The purpose of the present work is to develop for the first time in Russia a minimally invasive method for simulating myocardial infarction in laboratory mice. This will be accompanied by a complex of postoperation procedures aimed at achieving successful rehabilitation of the animals operated upon, and monitoring their state during the postoperation period.
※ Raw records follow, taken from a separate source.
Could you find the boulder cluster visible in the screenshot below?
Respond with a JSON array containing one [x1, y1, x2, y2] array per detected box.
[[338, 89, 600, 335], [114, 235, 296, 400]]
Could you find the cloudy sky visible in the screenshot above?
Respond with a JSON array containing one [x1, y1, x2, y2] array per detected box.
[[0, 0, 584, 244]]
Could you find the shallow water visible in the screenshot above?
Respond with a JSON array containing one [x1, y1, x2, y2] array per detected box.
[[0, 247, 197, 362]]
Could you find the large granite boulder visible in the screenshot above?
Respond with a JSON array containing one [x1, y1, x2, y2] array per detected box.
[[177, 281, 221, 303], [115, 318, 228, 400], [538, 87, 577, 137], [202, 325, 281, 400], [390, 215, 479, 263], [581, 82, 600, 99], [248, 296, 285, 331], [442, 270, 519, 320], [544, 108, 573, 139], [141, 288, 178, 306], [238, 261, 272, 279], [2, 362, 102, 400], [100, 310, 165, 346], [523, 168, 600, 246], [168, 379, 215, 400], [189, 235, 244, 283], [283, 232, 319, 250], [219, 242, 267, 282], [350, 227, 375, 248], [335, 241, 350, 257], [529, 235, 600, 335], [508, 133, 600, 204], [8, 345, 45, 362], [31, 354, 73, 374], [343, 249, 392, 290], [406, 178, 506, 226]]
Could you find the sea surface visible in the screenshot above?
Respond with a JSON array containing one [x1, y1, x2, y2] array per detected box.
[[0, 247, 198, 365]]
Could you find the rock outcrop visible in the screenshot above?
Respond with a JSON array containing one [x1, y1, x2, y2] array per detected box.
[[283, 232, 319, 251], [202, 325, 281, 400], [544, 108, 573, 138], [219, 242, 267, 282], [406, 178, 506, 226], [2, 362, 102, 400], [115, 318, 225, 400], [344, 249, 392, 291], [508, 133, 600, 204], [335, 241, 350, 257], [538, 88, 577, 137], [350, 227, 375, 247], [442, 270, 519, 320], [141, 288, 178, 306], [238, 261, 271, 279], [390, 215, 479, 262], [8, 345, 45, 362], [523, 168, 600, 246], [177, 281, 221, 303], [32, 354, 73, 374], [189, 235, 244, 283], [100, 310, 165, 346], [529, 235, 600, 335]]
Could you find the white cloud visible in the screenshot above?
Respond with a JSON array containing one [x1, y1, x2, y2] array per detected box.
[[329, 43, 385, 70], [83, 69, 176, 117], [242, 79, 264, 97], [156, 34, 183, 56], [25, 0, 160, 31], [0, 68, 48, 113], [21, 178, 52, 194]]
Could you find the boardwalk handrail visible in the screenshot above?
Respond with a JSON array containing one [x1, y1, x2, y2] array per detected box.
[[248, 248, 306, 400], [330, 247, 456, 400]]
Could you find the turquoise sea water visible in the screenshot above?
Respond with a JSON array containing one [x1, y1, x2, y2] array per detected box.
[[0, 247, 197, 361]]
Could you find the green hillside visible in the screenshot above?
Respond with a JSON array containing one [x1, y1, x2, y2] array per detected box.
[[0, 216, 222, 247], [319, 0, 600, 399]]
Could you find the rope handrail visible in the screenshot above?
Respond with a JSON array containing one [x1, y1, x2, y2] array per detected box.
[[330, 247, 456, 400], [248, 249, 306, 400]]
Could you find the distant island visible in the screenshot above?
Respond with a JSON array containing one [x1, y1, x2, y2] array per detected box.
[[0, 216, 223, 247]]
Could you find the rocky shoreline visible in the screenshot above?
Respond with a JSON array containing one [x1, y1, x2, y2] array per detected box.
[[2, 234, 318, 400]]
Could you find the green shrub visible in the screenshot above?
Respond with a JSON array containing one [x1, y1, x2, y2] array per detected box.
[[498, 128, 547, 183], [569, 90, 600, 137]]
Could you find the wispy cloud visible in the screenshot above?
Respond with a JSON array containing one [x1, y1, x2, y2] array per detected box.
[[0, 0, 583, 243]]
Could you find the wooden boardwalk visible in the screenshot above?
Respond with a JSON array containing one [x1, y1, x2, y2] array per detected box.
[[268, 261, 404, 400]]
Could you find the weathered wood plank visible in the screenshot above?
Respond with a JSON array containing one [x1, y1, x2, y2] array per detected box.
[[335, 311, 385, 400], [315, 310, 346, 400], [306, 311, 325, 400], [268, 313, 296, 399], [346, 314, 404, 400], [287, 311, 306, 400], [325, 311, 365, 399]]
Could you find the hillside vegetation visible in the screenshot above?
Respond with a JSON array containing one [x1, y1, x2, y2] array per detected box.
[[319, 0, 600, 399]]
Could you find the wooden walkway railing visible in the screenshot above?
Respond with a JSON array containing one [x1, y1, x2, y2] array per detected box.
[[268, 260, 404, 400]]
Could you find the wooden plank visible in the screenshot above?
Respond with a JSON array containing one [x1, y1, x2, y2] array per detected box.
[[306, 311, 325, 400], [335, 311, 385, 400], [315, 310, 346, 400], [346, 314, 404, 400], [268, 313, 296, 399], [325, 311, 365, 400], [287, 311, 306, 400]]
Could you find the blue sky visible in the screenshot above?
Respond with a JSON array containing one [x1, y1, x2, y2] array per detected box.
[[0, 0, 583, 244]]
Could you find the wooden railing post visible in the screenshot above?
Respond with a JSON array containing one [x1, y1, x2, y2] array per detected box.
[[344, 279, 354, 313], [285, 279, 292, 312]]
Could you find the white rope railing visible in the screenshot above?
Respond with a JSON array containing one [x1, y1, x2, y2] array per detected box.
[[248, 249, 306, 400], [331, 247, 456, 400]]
Preoperation Period and Narcotization
In this work, we used 48 CD-1 mice of mixed sex, more than 8 weeks old, and weighing 3,236 g. Twenty-four hours prior to the operation, the mice were put into a cage with clean litter and water. Food was completely removed from the feedboxes. Just prior to the operation, the animals were weighed, and the needed volume of anesthetic was calculated. For the anesthesia, the injection mixed zoletil/xylazine narcosis (40–50 mg zoletil (tiletamine + zolazepam) per 1 kg of body weight and 15–20 mg xylazine per 1 kg of body weight) was used. After surgical anesthesia and prior to tracheal intubation, the official drug, Vetranquil 1% inj. (Ceva Sante Animale, France), containing 1% acepromazine and 0.5% chlorobutanol, was used in a dose of 2–4 mg/kg acepromazine and 1–2 mg/kg chlorobutanol for neuromuscular relaxation when needed. In order to prevent drying of the cornea, a moisture-donating gel, Normlgel – 0.9% (Mölnlycke Health Care), was applied to the eyes of the anesthetized animals prior to the surgery. The preparation of the surgical site on the left side of the chest was performed according to the following procedure: the hair was shaved off, the skin was disinfected with a disinfectant, Decosept (BORER CHEMIE AG, Switzerland), and draped in a sterile transparent adhesive film, Opsite incise drape (Smith & Nephew, England) ( Fig. 1a ). Immediately after narcotization of the mice, ECG measurements were performed (the procedure is described below). In order to carry out the tracheal intubation, the mouse was fixed in a supine position on a heated surgical table. The tracheal intubation was carried out using an endotracheal tube with the following dimensions: the outer diameter was 1–1.2 mm, the inner diameter was 0.6–0.8 mm, and the length was 25–30 mm) ( Fig. 2b ). The endotracheal tube was connected to a MiniVent Ventilator for Mice (HSE Harvard, Germany) ( Fig. 1c ), the inspiratory oxygen concentration was equal to 30% (oxygen was generated using a NewLife oxygen concentrator (AirSep, USA). The calculated values of the volume and the ventilation rate are listed in Table .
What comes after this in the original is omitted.